Several of these mitigation approaches are investigated in this collection. The effects and effectiveness of masking are evaluated in Kniesburges et al., “Effects of surgical masks on aerosol dispersion in professional singing,” (https://doi.org/10.1038/s41370-021-00385-7) and Wang et al., “Bridge the gap: correlate face mask leakage and facial features with 3D morphable face models,” (https://doi.org/10.1038/s41370-021-00399-1). The mitigation of exposure via cleaning is explored in Shaughnessy et al., “Effects of classroom cleaning on student health: a longitudinal study,” (https://doi.org/10.1038/s41370-022-00427-8).
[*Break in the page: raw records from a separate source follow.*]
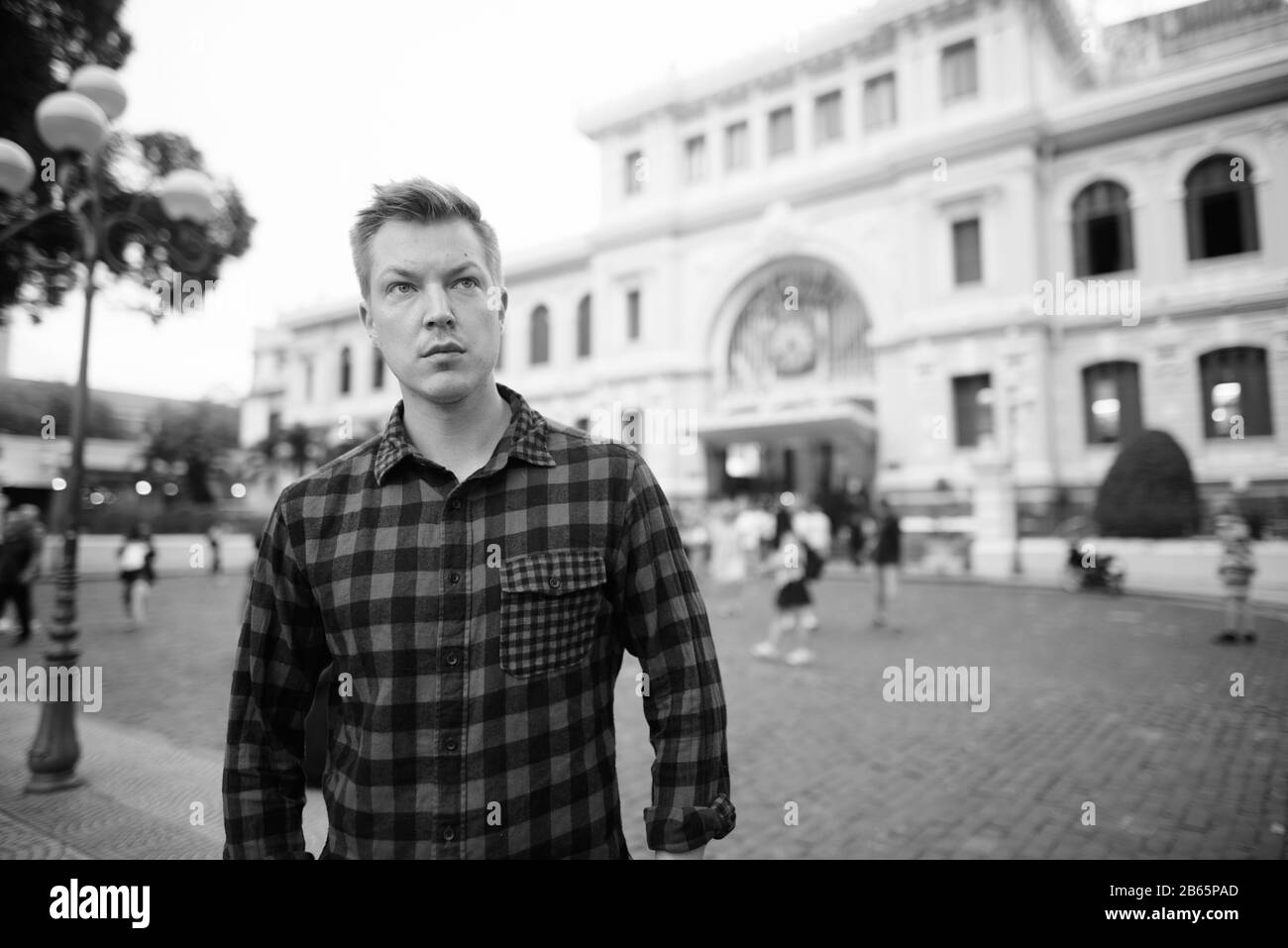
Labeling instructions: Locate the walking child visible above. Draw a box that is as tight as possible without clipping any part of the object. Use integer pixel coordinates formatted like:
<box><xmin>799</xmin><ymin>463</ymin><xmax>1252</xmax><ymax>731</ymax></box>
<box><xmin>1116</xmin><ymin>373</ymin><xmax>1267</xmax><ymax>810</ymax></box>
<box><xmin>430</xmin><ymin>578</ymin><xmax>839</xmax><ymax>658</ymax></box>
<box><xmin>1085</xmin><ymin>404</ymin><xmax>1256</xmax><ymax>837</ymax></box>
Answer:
<box><xmin>751</xmin><ymin>529</ymin><xmax>814</xmax><ymax>665</ymax></box>
<box><xmin>1215</xmin><ymin>505</ymin><xmax>1257</xmax><ymax>644</ymax></box>
<box><xmin>116</xmin><ymin>526</ymin><xmax>156</xmax><ymax>623</ymax></box>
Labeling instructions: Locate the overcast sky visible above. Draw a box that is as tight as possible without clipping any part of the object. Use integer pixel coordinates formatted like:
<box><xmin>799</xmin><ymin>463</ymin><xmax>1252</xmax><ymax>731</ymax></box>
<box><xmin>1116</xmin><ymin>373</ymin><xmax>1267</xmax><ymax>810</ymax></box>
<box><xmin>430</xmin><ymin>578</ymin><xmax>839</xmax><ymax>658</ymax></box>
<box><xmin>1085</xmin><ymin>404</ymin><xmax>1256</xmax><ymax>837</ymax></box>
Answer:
<box><xmin>10</xmin><ymin>0</ymin><xmax>1185</xmax><ymax>399</ymax></box>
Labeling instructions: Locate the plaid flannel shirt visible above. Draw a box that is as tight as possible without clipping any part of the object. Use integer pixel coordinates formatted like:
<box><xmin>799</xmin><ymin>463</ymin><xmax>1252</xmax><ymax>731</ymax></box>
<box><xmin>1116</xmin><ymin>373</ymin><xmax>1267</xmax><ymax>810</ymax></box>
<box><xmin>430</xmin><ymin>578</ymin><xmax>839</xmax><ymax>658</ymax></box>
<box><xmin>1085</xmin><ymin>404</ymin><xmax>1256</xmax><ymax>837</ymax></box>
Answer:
<box><xmin>223</xmin><ymin>385</ymin><xmax>734</xmax><ymax>859</ymax></box>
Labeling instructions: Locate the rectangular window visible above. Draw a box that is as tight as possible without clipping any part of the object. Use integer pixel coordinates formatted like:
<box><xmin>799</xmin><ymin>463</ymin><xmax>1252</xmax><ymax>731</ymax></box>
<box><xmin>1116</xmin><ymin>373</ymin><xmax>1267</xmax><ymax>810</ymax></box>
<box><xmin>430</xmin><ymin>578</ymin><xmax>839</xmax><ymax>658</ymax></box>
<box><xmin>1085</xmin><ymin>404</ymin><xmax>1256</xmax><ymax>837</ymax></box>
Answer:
<box><xmin>622</xmin><ymin>152</ymin><xmax>644</xmax><ymax>194</ymax></box>
<box><xmin>953</xmin><ymin>372</ymin><xmax>993</xmax><ymax>448</ymax></box>
<box><xmin>1199</xmin><ymin>345</ymin><xmax>1275</xmax><ymax>442</ymax></box>
<box><xmin>953</xmin><ymin>218</ymin><xmax>984</xmax><ymax>286</ymax></box>
<box><xmin>1082</xmin><ymin>362</ymin><xmax>1141</xmax><ymax>445</ymax></box>
<box><xmin>863</xmin><ymin>72</ymin><xmax>896</xmax><ymax>132</ymax></box>
<box><xmin>725</xmin><ymin>123</ymin><xmax>751</xmax><ymax>171</ymax></box>
<box><xmin>939</xmin><ymin>40</ymin><xmax>979</xmax><ymax>104</ymax></box>
<box><xmin>684</xmin><ymin>136</ymin><xmax>707</xmax><ymax>184</ymax></box>
<box><xmin>626</xmin><ymin>290</ymin><xmax>640</xmax><ymax>339</ymax></box>
<box><xmin>769</xmin><ymin>106</ymin><xmax>796</xmax><ymax>158</ymax></box>
<box><xmin>814</xmin><ymin>89</ymin><xmax>844</xmax><ymax>146</ymax></box>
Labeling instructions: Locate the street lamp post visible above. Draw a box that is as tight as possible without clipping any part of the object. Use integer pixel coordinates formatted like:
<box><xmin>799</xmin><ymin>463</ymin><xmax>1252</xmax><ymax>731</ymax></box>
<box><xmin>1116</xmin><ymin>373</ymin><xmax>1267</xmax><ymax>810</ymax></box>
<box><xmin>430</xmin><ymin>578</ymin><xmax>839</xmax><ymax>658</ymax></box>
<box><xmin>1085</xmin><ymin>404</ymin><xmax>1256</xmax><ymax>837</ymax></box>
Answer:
<box><xmin>0</xmin><ymin>65</ymin><xmax>215</xmax><ymax>792</ymax></box>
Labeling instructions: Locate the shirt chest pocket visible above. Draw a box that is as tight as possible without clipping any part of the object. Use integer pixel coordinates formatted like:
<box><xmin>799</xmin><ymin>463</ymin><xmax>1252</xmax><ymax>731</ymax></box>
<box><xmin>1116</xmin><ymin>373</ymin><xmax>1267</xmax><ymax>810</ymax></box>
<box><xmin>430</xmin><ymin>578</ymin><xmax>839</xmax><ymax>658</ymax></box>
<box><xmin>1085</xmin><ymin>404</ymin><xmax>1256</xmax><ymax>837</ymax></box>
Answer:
<box><xmin>501</xmin><ymin>550</ymin><xmax>606</xmax><ymax>678</ymax></box>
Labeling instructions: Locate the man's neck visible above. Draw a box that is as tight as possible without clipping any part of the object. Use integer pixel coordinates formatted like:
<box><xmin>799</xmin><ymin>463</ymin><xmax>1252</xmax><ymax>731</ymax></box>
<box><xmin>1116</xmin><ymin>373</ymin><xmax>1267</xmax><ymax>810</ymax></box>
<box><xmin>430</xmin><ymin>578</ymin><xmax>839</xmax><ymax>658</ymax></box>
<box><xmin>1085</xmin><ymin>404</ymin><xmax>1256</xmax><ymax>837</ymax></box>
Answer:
<box><xmin>403</xmin><ymin>383</ymin><xmax>512</xmax><ymax>480</ymax></box>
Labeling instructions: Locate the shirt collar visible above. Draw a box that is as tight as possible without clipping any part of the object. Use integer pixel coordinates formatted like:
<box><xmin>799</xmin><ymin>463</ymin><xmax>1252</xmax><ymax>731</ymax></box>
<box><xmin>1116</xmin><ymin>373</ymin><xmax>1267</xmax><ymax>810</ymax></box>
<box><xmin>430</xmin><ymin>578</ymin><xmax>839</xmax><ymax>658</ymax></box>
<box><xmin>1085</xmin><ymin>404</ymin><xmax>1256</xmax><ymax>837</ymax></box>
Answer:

Additionally, as previously discussed, the association between humidity and epidemiological metrics are quantified for periods of influenza and SARS-CoV-2 epidemics since 1995 in Keetels et al., “Associative evidence for the potential of humidification as a non-pharmaceutical intervention for influenza and SARS-CoV-2 transmission,” (JESEE-21-3781).

Outstanding questions and future perspectives

Since the emergence of COVID-19, there have been thousands of journal articles published on bioaerosol disease transmission and mitigation. From the scientific perspective, we feel there is still significant progress that needs to be made in the following areas related to bioaerosol exposure:

  1. a.

    High-fidelity aerosol and flow transport models that capture the complex physics generated by respiratory activities and that are able to provide information in near real-time for infection risk models.

  2. b.

    Sensors that are able to detect specific agents or proxies of those agents in real time.

  3. c.

    Communication to building occupants and building operators that can inform them of exposure and risk in a way that supports decision-making to reduce exposures.

  4. d.

    Better understanding and application of the connection between personal actions, social interactions and bioaerosol exposure risk.

  5. e.

    Improved communication and development of common language among exposure scientists, building scientists, epidemiologists and others in the public health and medical communities, and policy makers.

While there are still open scientific questions, we certainly have enough knowledge to implement effective solutions. Morawska et al. (2021) [1] pushed for a stronger connection between our understanding of the mechanisms behind airborne respiratory infection and the way we address the transmission of respiratory infections, consistent with our regulation and mitigation response to water-borne diseases, food safety, and sanitation. Accordingly, multidisciplinary task forces and commissions have developed recommendations to reduce infection risk based on science and understanding of the practice (e.g., ASHRAE [2], Lancet COVID-19 Commission [3]). We hope this collection also contributes to this much needed “paradigm shift”.

Finally, public perception of, trust in, and compliance with best practices have presented unanticipated obstacles. Accurate and consistent messaging is paramount as even now, policies and guidelines are continually changing, eroding public trust and resulting in increased mortality rates. To combat this, we need to base our response on actionable scientific findings that will ensure the highest degree of compliance. That is, considerations of both exposure science and social science. Communicating and learning from past mistakes will determine how we respond to future bioaerosol exposure threats that may arise.